Daglo’s family has long controlled gold mines in Darfur and elsewhere in Sudan, Africa’s third-largest producer of the precious metal that has also attracted the attention of Wagner.

The US Treasury has accused Prigozhin of operating shadow companies in Sudan that were awarded gold-mining concessions, and the latest EU sanctions also targeted gold companies linked to Wagner in Sudan.

For Daglo, gold has provided a revenue stream to pay fighters, said Andreas Krieg, associate professor of security studies at King’s College London.

“The fact that Hemeti has access to quite a lot of gold wealth and avenues to bring it to market means he can pay salaries in a way that many in sub-Saharan Africa or the Sahel cannot,” Krieg told AFP.

“We had people from Chad join the RSF as well over the years looking for salaries.”

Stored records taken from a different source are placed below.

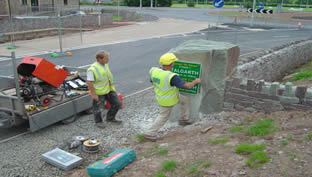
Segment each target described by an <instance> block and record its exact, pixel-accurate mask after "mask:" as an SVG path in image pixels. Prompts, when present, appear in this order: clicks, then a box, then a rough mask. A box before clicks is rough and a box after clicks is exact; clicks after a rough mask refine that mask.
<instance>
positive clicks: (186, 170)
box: [182, 160, 212, 177]
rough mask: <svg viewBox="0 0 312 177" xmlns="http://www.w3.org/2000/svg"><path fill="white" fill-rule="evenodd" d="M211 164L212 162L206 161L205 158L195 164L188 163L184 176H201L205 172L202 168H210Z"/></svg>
mask: <svg viewBox="0 0 312 177" xmlns="http://www.w3.org/2000/svg"><path fill="white" fill-rule="evenodd" d="M211 165H212V163H211V162H206V163H205V161H204V160H198V161H196V162H194V163H193V164H188V165H187V167H186V168H185V171H184V174H183V175H182V176H190V177H200V176H202V174H203V171H202V168H209V167H210V166H211Z"/></svg>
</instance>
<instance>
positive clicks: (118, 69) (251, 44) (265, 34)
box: [0, 27, 312, 95]
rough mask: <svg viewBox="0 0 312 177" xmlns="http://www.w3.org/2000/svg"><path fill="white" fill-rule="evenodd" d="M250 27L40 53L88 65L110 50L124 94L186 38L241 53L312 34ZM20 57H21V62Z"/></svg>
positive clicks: (136, 85)
mask: <svg viewBox="0 0 312 177" xmlns="http://www.w3.org/2000/svg"><path fill="white" fill-rule="evenodd" d="M259 30H260V31H250V30H248V29H244V28H242V27H239V28H233V29H231V30H215V31H209V32H207V31H202V32H197V33H188V34H185V35H176V36H168V37H160V38H153V39H145V40H138V41H133V42H126V43H117V44H111V45H102V46H97V47H91V48H84V49H78V50H73V51H72V52H73V54H74V55H73V56H71V57H68V56H61V57H57V58H53V57H51V56H50V55H48V54H46V55H40V56H39V57H44V58H46V59H48V60H49V61H51V62H53V63H54V64H58V65H65V66H75V67H81V66H82V67H88V65H89V64H91V63H93V62H94V61H95V59H94V55H95V53H96V51H98V50H106V51H109V52H110V54H111V57H110V62H109V63H110V68H111V70H112V72H113V74H114V76H115V78H116V87H117V88H118V90H119V91H120V92H121V93H123V94H124V95H128V94H130V93H133V92H136V91H138V90H141V89H144V88H146V87H149V86H150V83H149V82H148V80H149V79H148V75H147V73H148V70H149V68H150V67H152V66H157V65H158V64H157V63H158V58H159V57H160V56H161V55H162V54H163V53H165V52H167V51H168V50H170V49H171V48H175V47H176V46H178V45H179V44H181V43H183V41H186V40H196V39H208V40H215V41H226V42H230V43H234V44H237V45H238V46H239V47H240V49H241V54H246V53H249V52H254V51H257V50H262V49H269V48H272V47H274V46H279V45H281V44H285V43H288V42H291V41H295V40H303V39H307V38H309V37H311V36H312V31H309V30H305V29H303V30H297V29H269V30H261V29H259ZM19 61H20V59H18V61H17V63H18V62H19ZM12 74H13V72H12V64H11V61H9V60H6V61H0V75H12Z"/></svg>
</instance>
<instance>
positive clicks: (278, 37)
mask: <svg viewBox="0 0 312 177" xmlns="http://www.w3.org/2000/svg"><path fill="white" fill-rule="evenodd" d="M273 37H275V38H286V37H290V36H273Z"/></svg>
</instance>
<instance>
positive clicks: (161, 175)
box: [154, 171, 167, 177]
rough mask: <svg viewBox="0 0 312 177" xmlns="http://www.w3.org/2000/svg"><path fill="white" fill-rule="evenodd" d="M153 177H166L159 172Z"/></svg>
mask: <svg viewBox="0 0 312 177" xmlns="http://www.w3.org/2000/svg"><path fill="white" fill-rule="evenodd" d="M154 177H167V176H165V175H164V173H163V172H161V171H159V172H157V173H156V175H155V176H154Z"/></svg>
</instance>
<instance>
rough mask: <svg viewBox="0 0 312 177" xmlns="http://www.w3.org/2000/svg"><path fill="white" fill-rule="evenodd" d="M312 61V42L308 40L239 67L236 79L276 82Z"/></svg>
mask: <svg viewBox="0 0 312 177" xmlns="http://www.w3.org/2000/svg"><path fill="white" fill-rule="evenodd" d="M310 60H312V40H306V41H303V42H300V43H297V44H294V45H290V46H288V47H285V48H282V49H280V50H277V51H275V52H272V53H269V54H267V55H264V56H262V57H260V58H258V59H256V60H254V61H252V62H249V63H246V64H243V65H240V66H238V67H237V71H236V74H235V77H238V78H244V79H255V80H262V79H263V80H265V81H275V80H279V79H281V78H282V77H283V76H284V75H285V73H287V71H288V70H290V69H292V68H295V67H298V66H300V65H302V64H304V63H306V62H308V61H310Z"/></svg>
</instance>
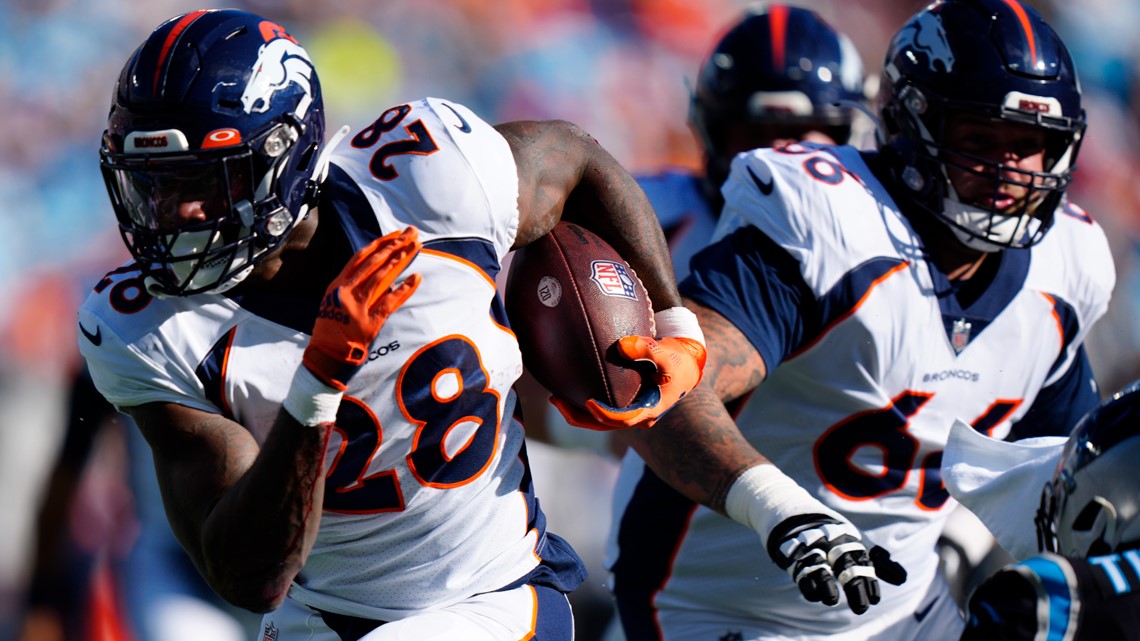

– ‘Boutique’ security firms –

Hemeti hails from western Darfur’s pastoralist Arab Rizeigat people and has family roots in Chad, with which Sudan shares a long and porous border.

Sudanese militias have long padded their ranks by offering “Chadian Arabs access to Sudanese citizenship and land abandoned by displaced non-Arabs”, the Small Arms Survey research project found in 2017.

The RSF in its recent social media campaign has published videos of fighters in Chad and Niger voicing their support for them.

While the RSF can draw on fighters from Chad and elsewhere, it is believed to receive weapons from Libya, analysts say.

Krieg said that areas under Haftar’s control are now a likely “hub and node to deliver arms and supplies to the RSF”. Weapons sent there in the past by the UAE “could now be proliferated with plausible deniability to the RSF”, he said.

Sudan specialist Alex de Waal said that money and fighters “are interchangeable currencies in Sudan’s political marketplace, and Hemeti trades in both”.

“The RSF is now a private transnational mercenary enterprise,” de Waal wrote in a recent analysis. “It’s a gold-mining and gold-trading operation and the enforcement arm of Hemeti’s ever expanding commercial empire.”

If the RSF wins, de Waal predicted, “the Sudanese state will become a subsidiary of this transnational venture”.

Meanwhile Sudan’s conflict has also fuelled another business line for professional soldiers, who have offered desperate foreigners with the means of a chance to flee the country, said Hudson.

For those who could not get a spot on mass evacuations, he said, “a number of small ’boutique’ private companies, mainly retired British special forces operators, were evacuating people for a large fee, up to $20,000-50,000.”